Author Jake Brown, in Nashville Songwriter, covers it all in interviews with writers who have given their lives to the craft, and in some cases, the stage. Brown does an excellent job of getting some of Music Row’s best-known writers to open up and tell about their trials, tribulations, smashes and crashes. Writers who had memorable hits decades ago, some who have bounced around the charts for years, and some who are currently on top of the heap are all there. Every one of them has a story or two or three about songs that got cut and went nowhere, songs they never imagined anyone would like that became number ones, and songs that changed the lives of the writers, the artists, and the listeners.

Featuring excellent, uncensored in-depth interviews with Craig Wiseman (Tim McGraw’s “Live Like You Were Dying”), Rivers Rutherford (Brooks & Dunn’s “Ain’t Nothing ‘Bout You”), Lee Thomas Miller (Jamey Johnson’s “In Color”), David Lee Murphy (Jason Aldean’s “Big Green Tractor”), legends like Merle Haggard and Bill Anderson, and more than a dozen others, this is a book you won’t be able to put down. It’s no surprise that this book is as good as it is, given the fact that the author has written, or helped write, nearly three dozen published books about music industry figures from Tori Amos to the Meat Puppets.

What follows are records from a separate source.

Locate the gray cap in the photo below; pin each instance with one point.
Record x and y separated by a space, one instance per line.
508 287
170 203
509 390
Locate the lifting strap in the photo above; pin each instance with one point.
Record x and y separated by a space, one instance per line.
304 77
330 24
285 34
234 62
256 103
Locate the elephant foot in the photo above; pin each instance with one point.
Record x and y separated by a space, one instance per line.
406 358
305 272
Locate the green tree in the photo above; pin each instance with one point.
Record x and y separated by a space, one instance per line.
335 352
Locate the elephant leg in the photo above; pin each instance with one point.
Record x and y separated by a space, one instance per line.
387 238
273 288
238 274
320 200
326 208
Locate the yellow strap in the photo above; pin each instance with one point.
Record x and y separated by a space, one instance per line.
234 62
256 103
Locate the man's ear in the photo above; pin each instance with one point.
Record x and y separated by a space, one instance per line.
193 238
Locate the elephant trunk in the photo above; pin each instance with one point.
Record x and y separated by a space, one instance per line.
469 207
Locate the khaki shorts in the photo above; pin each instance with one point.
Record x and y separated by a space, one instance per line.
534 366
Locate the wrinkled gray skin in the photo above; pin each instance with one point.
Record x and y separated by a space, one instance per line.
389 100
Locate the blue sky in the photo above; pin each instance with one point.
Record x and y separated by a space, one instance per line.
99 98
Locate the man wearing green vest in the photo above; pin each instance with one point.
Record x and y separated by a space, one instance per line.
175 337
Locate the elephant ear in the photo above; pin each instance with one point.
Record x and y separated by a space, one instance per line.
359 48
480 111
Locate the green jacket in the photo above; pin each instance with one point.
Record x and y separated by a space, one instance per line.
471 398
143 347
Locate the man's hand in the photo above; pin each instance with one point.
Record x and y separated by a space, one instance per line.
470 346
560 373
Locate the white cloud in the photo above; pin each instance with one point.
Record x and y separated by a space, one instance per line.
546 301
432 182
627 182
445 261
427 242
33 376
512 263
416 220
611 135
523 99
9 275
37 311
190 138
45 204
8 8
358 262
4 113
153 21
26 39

This isn’t an expose, but a real account of what songwriters go through in their struggles to get in, and stay in, the game. It makes no difference if you love or hate what is produced by the Music Row of yesterday or today, or if you’re a songwriter, a lover of songs, or just a music fan. Nashville Songwriter is an outstanding read from cover to cover. If you have any interest at all in what goes on behind the scenes in the songwriting business, you need to read this book.